Ulama adalah salah satu sosok yang dihormati di kalangan masyarakat Indonesia. Sudah sejak berabad-abad lamanya, status Ulama, Ajengan, Kyai, Haji, Ustadz, Syekh, dan lain sebagainya, dipandang sebagai gelar mentereng yang diselimuti oleh jubah sakral, karena berkaitan dengan agama langit. Namun, dalam film besutan Kamal Tabrizi yang berjudul Marmoulak atau The Lizard, sosok ulama dalam gambaran film ini sangat sederhana: Memiliki kontribusi sosial dan peran nyata dalam lingkungan.
“Marmoulak” secara bahasa berarti kadal, atau lebih tepatnya cicak. Film ini merupakan film berbahasa Persia bergenre komedi yang diproduksi tahun 2004 oleh rumah produksi B8zad Foroutan, yang dipasarkan oleh Barian Entertaiment dan ICA Projects sebuah perusahaan asal Inggris dengan judul “The Lizard”.
Film ini awalnya bercerita tentang seorang pencuri kecil bernama Reza Mesghaly (Parvis Parastui) yang memiliki keahlian dalam memanjat pagar, tembok atau apapun. Karena keahliannya inilah, Reza kemudian dijuluki Marmoulak atau cicak. Reza kemudian ditangkap oleh aparat keamanan karena tindakan kriminalnya. Ia dituduh melakukan perampokan bersenjata yang mengambil uang dalam jumlah besar (sebuah tindakan yang sebenarnya tidak ia lakukan). Karena aksi kejahatannya, Reza dijatuhi hukuman penjara seumur hidup.

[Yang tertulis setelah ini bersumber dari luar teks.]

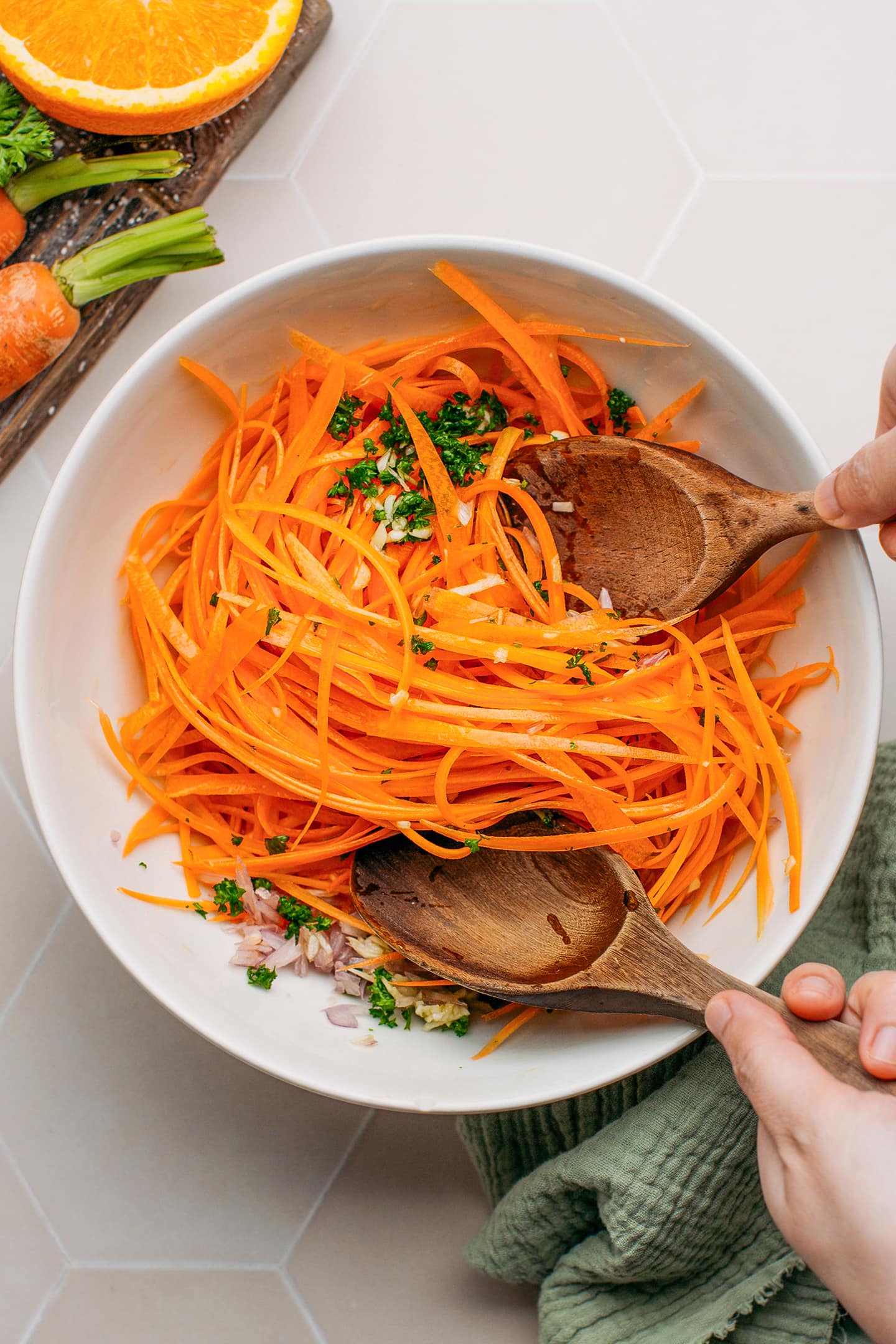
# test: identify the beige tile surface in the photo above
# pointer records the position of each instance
(743, 159)
(30, 1260)
(10, 758)
(172, 1307)
(766, 88)
(31, 897)
(802, 278)
(401, 1213)
(24, 490)
(140, 1140)
(281, 141)
(521, 123)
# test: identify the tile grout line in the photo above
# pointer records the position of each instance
(302, 1308)
(174, 1266)
(35, 1203)
(323, 113)
(312, 214)
(325, 1188)
(671, 231)
(804, 177)
(23, 811)
(622, 38)
(34, 961)
(47, 1303)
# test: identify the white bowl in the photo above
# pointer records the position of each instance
(73, 650)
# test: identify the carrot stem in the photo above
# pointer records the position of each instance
(74, 172)
(162, 248)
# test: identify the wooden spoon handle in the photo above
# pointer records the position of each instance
(681, 984)
(833, 1043)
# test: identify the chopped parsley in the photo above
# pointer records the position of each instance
(414, 507)
(229, 897)
(382, 1003)
(398, 434)
(459, 418)
(299, 917)
(618, 405)
(261, 976)
(576, 661)
(344, 418)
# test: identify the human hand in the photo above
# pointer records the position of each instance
(863, 490)
(826, 1151)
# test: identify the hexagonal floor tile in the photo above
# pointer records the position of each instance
(30, 1260)
(538, 124)
(10, 757)
(24, 490)
(802, 278)
(31, 895)
(772, 88)
(401, 1213)
(142, 1141)
(286, 135)
(179, 1307)
(258, 226)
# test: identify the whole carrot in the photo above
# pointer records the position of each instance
(39, 308)
(26, 136)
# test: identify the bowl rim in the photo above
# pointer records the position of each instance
(29, 605)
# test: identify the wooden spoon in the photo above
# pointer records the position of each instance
(661, 530)
(567, 929)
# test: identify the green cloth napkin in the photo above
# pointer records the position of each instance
(637, 1207)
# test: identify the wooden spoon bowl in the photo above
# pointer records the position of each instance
(661, 530)
(570, 928)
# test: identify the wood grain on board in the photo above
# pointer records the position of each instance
(65, 226)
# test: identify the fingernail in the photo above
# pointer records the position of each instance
(826, 500)
(717, 1017)
(883, 1046)
(814, 986)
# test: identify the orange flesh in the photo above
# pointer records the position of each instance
(157, 44)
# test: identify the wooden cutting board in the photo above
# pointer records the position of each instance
(89, 215)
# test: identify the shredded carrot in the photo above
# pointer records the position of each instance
(500, 1037)
(353, 623)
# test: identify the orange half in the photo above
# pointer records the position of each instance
(129, 68)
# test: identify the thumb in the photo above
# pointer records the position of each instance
(863, 491)
(782, 1081)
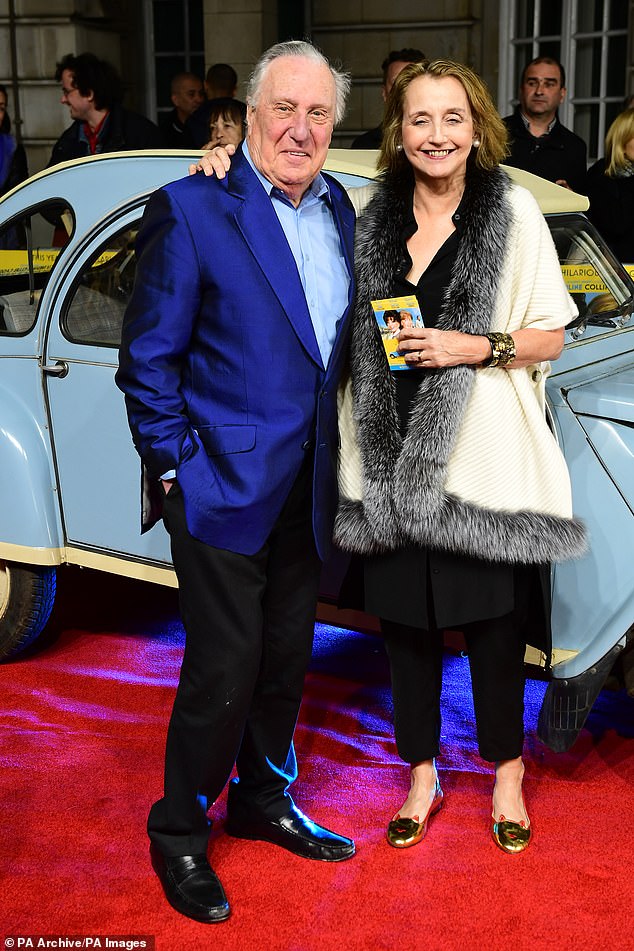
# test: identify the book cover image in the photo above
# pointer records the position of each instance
(394, 314)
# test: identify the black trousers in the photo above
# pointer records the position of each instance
(249, 623)
(496, 658)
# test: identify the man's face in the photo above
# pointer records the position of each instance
(187, 96)
(392, 72)
(81, 107)
(290, 127)
(541, 93)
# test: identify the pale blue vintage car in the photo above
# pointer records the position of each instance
(70, 478)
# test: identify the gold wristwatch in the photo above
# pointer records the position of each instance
(502, 350)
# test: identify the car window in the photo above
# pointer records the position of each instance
(29, 247)
(94, 311)
(597, 282)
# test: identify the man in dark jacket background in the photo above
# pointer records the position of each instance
(539, 142)
(92, 90)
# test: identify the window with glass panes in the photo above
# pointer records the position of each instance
(590, 39)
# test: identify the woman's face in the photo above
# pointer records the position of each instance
(437, 127)
(224, 131)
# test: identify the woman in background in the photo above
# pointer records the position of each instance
(226, 123)
(611, 188)
(453, 488)
(13, 166)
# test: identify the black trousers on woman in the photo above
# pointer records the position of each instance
(496, 658)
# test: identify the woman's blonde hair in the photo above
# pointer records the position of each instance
(487, 124)
(619, 134)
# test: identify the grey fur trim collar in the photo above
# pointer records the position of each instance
(404, 498)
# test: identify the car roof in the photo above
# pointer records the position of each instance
(359, 162)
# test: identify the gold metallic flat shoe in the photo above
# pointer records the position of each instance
(403, 832)
(511, 837)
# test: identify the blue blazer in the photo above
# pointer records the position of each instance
(219, 362)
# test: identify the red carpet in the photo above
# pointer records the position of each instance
(83, 725)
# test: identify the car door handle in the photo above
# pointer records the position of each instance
(59, 369)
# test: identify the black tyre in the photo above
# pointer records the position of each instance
(27, 593)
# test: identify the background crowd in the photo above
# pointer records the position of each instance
(206, 113)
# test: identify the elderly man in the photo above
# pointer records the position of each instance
(539, 142)
(236, 416)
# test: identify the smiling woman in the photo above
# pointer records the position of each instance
(460, 487)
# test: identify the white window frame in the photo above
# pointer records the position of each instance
(511, 63)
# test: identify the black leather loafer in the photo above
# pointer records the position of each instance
(295, 832)
(191, 886)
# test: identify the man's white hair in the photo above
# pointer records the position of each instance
(307, 51)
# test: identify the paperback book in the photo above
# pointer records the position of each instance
(392, 315)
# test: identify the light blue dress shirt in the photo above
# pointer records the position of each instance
(314, 240)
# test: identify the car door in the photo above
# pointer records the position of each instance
(99, 471)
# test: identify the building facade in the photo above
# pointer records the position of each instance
(151, 40)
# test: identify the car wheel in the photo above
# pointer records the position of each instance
(27, 593)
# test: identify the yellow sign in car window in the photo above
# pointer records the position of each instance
(17, 262)
(583, 278)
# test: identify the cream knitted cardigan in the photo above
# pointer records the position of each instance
(479, 471)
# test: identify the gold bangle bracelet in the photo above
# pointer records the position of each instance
(502, 350)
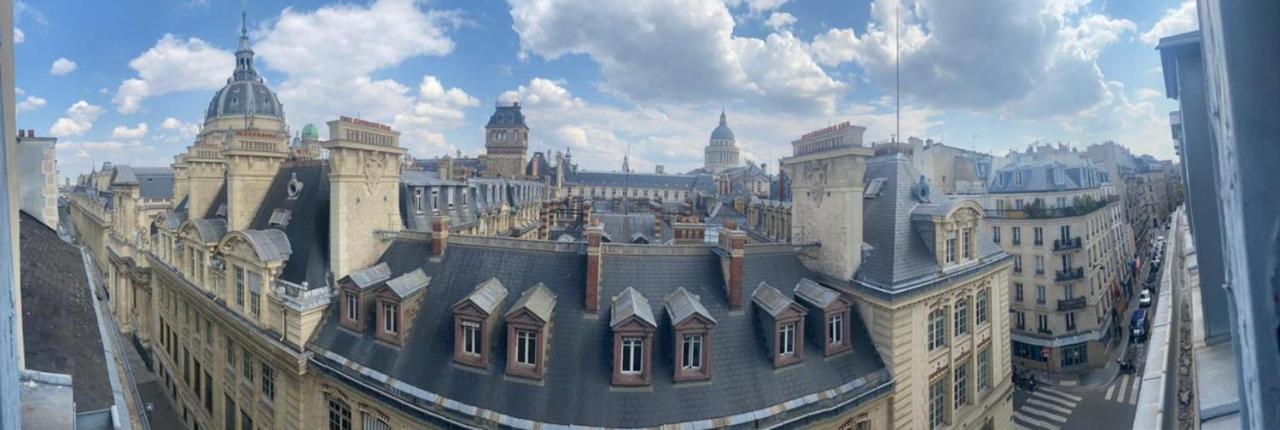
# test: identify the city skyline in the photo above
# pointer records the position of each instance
(590, 96)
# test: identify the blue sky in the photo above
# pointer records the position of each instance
(128, 82)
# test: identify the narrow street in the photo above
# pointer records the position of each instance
(1089, 407)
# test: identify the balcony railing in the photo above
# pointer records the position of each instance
(1066, 245)
(1069, 274)
(1032, 211)
(1072, 303)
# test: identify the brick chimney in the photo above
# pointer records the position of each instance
(734, 242)
(439, 236)
(594, 254)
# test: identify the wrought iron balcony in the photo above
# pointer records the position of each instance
(1066, 245)
(1072, 303)
(1069, 274)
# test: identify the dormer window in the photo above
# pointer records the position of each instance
(691, 329)
(632, 325)
(781, 320)
(474, 319)
(528, 323)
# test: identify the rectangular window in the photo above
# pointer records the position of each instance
(836, 325)
(961, 385)
(691, 352)
(937, 403)
(526, 347)
(951, 247)
(268, 382)
(391, 323)
(632, 356)
(471, 338)
(981, 303)
(352, 306)
(984, 370)
(240, 286)
(787, 339)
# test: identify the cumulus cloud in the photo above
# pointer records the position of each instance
(132, 133)
(31, 103)
(173, 64)
(1029, 58)
(357, 41)
(1175, 21)
(780, 21)
(676, 51)
(675, 135)
(80, 119)
(62, 67)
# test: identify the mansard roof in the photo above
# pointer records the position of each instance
(579, 365)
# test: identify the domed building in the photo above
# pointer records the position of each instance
(722, 149)
(245, 101)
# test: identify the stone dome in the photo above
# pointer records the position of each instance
(722, 132)
(245, 92)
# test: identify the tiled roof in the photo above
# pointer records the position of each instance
(62, 328)
(579, 364)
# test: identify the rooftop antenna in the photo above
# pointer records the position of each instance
(897, 81)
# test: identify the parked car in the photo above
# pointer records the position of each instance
(1139, 326)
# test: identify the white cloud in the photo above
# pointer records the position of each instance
(80, 119)
(356, 41)
(1175, 21)
(676, 51)
(32, 103)
(124, 132)
(780, 21)
(675, 135)
(62, 67)
(1016, 58)
(173, 64)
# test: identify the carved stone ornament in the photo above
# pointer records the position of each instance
(373, 170)
(816, 175)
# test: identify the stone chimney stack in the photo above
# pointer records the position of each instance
(439, 236)
(594, 254)
(732, 241)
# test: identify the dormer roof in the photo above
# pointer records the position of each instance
(630, 303)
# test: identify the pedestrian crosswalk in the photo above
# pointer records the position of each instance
(1124, 389)
(1046, 408)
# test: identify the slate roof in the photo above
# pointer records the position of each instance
(371, 275)
(309, 229)
(410, 283)
(681, 305)
(488, 296)
(579, 366)
(62, 328)
(814, 293)
(897, 250)
(539, 300)
(630, 303)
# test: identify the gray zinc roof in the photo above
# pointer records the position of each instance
(631, 303)
(488, 296)
(371, 275)
(410, 283)
(771, 300)
(681, 305)
(539, 300)
(814, 293)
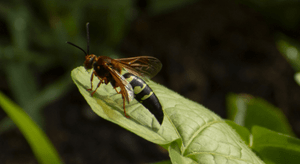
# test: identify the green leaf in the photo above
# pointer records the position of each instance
(248, 111)
(242, 131)
(297, 78)
(38, 141)
(275, 147)
(163, 162)
(190, 132)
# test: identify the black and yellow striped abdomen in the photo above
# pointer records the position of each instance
(144, 94)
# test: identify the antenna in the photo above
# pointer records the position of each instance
(88, 37)
(77, 47)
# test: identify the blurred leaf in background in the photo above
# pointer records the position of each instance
(247, 111)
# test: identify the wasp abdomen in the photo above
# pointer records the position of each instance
(144, 94)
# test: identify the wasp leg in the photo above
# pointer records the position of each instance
(96, 88)
(123, 102)
(124, 107)
(91, 81)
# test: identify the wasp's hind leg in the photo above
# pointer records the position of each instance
(123, 102)
(92, 77)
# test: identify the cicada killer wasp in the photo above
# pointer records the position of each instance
(109, 70)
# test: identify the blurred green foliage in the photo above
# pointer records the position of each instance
(37, 139)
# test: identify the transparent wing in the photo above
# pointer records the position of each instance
(126, 88)
(144, 66)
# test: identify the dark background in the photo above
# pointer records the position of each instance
(208, 49)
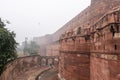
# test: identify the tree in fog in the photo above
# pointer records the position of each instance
(7, 46)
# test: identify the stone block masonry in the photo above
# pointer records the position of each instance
(92, 51)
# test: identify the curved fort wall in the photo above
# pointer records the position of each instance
(90, 46)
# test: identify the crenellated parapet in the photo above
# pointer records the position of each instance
(92, 49)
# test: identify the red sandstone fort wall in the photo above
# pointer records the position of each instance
(101, 44)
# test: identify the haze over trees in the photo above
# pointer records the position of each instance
(7, 45)
(30, 47)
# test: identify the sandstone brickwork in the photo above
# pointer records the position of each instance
(89, 49)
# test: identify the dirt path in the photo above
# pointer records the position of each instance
(31, 74)
(49, 75)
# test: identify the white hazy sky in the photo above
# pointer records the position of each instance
(32, 18)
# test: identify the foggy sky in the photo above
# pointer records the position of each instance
(33, 18)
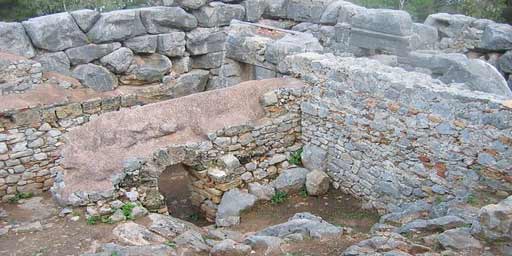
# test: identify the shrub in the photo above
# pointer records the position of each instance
(279, 197)
(295, 157)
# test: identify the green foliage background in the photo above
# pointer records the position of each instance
(17, 10)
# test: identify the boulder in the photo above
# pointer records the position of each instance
(55, 32)
(478, 75)
(134, 234)
(118, 61)
(232, 204)
(305, 224)
(306, 10)
(265, 245)
(158, 20)
(229, 247)
(96, 77)
(385, 21)
(147, 69)
(13, 39)
(317, 183)
(172, 44)
(291, 44)
(85, 19)
(208, 61)
(314, 157)
(142, 250)
(55, 62)
(117, 26)
(497, 37)
(449, 25)
(142, 44)
(262, 192)
(291, 180)
(189, 83)
(87, 53)
(168, 226)
(441, 223)
(496, 220)
(217, 14)
(205, 40)
(254, 9)
(505, 62)
(461, 240)
(191, 4)
(193, 240)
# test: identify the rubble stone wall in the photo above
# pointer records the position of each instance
(393, 136)
(30, 139)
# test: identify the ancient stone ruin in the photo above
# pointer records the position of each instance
(218, 106)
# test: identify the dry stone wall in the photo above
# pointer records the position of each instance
(30, 139)
(391, 136)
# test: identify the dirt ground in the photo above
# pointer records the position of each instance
(61, 236)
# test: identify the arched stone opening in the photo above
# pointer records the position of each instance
(175, 184)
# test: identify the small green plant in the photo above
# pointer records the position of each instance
(93, 220)
(127, 210)
(295, 157)
(171, 244)
(438, 200)
(279, 197)
(194, 216)
(303, 193)
(471, 199)
(19, 196)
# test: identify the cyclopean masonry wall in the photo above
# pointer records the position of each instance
(391, 136)
(31, 127)
(226, 138)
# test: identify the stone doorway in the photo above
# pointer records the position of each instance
(175, 184)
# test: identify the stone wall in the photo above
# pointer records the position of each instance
(30, 139)
(393, 136)
(231, 158)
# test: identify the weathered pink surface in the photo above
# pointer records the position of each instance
(95, 151)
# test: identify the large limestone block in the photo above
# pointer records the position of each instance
(392, 22)
(496, 220)
(147, 69)
(13, 39)
(172, 44)
(87, 53)
(85, 19)
(159, 20)
(449, 25)
(192, 82)
(291, 180)
(231, 206)
(117, 26)
(54, 61)
(218, 14)
(55, 32)
(96, 77)
(497, 37)
(205, 40)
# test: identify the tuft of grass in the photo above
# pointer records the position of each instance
(93, 220)
(19, 196)
(303, 193)
(471, 200)
(171, 244)
(194, 216)
(127, 210)
(296, 157)
(279, 197)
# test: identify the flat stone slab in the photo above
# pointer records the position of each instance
(94, 152)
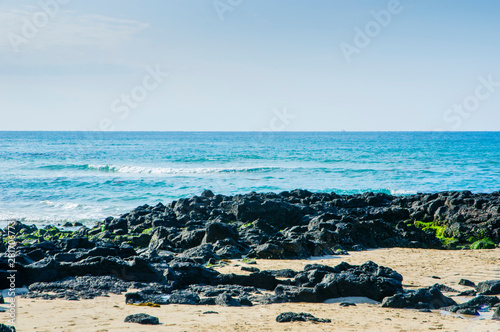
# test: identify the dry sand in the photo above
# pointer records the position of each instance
(416, 265)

Dalam kurungan dinding tembok yang dingin dan menakutkan, Reza merasa bersedih. Ia nyaris melakukan bunuh diri, namun dicegah oleh temannya yang kemudian memicu perkelahian hingga dirinya terluka.
Saat ia dibawa ke rumah sakit, Reza bertemu dengan seorang ulama atau Mullah bernama Haji Reza Ahmadi (Shahrokh Foorotanian) yang sama-sama dirawat di rumah sakit tersebut. Sebagai rekan satu kamar, sang Mullah berusaha menjadi teman baik Reza. Tak jemu-jemunya, sang Mullah memberi nasihat agama pada Reza.
Sebagaimana maling pada umumnya, Reza yang sehari-hari mengalami penderitaan dan menjalani kerasnya kehidupan tidak merasa tertarik dengan ucapan si Mullah. Reza selalu bersikap dingin dengan nasihat-nasihat si Mullah.
Reza berpikir, kepala sipir yang berusaha membuatnya tobat saja tidak mempan apalagi si Mullah ini. Sebelumnya, ketika Reza masih meringkuk di sel, Kepala Sipir Mozawer (Bahram Ebrahimi) pernah berkata, “Di sini, saya akan ajak kamu ke surga, bahkan jika kamu tak mau akan kupaksa masuk ke surga”.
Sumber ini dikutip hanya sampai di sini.